Research studies suggest that the suffering of divorce remains with the children throughout their entire lives (Singer, 2007). Children do not have the language or the ability to put into words the devastation and fears they are experiencing. Consequentially, children rarely have their own ‘voice’ when their parents divorce. Children run the gamut of emotions felt by their parents but they have no direction or encouragement to address these emotions.
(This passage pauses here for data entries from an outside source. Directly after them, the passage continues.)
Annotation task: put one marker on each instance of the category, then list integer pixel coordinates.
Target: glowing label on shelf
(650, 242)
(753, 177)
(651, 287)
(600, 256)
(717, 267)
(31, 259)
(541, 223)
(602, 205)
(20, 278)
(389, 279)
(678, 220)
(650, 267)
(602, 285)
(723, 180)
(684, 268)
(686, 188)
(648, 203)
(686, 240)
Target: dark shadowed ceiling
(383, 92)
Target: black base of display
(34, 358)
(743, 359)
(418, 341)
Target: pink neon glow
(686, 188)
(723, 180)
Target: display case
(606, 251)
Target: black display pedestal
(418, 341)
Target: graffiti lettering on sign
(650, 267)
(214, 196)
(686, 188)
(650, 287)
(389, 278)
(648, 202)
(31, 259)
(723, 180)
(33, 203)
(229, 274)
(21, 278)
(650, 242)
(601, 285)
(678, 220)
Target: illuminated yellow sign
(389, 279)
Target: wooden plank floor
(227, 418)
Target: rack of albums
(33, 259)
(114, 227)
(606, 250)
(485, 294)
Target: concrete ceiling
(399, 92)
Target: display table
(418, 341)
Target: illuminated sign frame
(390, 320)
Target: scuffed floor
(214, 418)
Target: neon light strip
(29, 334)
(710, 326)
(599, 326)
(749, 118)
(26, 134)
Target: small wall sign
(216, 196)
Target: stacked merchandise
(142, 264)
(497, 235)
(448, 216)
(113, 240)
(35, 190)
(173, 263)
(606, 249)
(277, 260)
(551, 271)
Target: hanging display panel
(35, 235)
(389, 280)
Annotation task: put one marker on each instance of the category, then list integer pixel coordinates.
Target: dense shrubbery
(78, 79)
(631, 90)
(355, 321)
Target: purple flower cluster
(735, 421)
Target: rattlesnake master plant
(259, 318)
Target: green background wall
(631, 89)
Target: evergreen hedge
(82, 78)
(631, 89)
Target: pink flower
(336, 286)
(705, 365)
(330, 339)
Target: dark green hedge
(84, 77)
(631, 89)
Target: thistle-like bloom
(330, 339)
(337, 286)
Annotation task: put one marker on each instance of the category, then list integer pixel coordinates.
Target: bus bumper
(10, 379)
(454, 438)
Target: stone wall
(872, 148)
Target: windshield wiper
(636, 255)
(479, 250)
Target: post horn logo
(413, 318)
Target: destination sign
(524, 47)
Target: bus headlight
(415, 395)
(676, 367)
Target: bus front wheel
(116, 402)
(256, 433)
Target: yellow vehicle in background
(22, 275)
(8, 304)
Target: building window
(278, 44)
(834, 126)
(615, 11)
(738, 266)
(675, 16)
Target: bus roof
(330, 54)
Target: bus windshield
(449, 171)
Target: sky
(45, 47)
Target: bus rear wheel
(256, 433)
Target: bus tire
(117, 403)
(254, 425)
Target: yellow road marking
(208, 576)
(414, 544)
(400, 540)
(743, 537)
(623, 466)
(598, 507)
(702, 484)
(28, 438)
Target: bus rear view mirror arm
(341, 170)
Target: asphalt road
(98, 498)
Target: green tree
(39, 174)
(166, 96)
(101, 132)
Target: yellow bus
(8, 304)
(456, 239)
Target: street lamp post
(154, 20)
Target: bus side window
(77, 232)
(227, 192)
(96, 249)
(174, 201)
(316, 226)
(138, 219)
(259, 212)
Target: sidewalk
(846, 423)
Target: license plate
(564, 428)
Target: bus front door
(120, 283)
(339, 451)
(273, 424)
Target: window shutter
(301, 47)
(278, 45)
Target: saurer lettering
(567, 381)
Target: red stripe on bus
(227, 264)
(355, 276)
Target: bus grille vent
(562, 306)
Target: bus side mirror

Children have very limited ability to deal with their painful feelings about the divorce and so they are at risk to become symptomatic in numerous ways. Children can become challenged with academic problems, such as poor grades and difficulty concentrating. There can also be behavioral manifestations such as nightmares, withdrawal, fighting with peers, intensified anger, and depression..

Since it is well known that divorce can cause extreme distress, divorcing people need to be well informed about the option for a Collaborative Divorce. The Collaborative Divorce milieu provides a system of multi-dimensional support for the divorcing couple and their family, addressing the emotional, financial and legal aspects of divorce. By having an interdisciplinary team of professionals working together with the couple to support and educate them, this pivotal life event is approached reverently and resourcefully. The team setting provides a climate of safety and hope by utilizing transparency, constructive communication, information and support so the couple can make fully informed decisions about their future.

Collaborative Divorce meets the multi-dimensional needs of the uncoupling couple and their children better than any other current alternative. Uncoupling together, in the spirit of integrity and respect with concern for the family is rapidly becoming the only way people choose to transition into new family systems.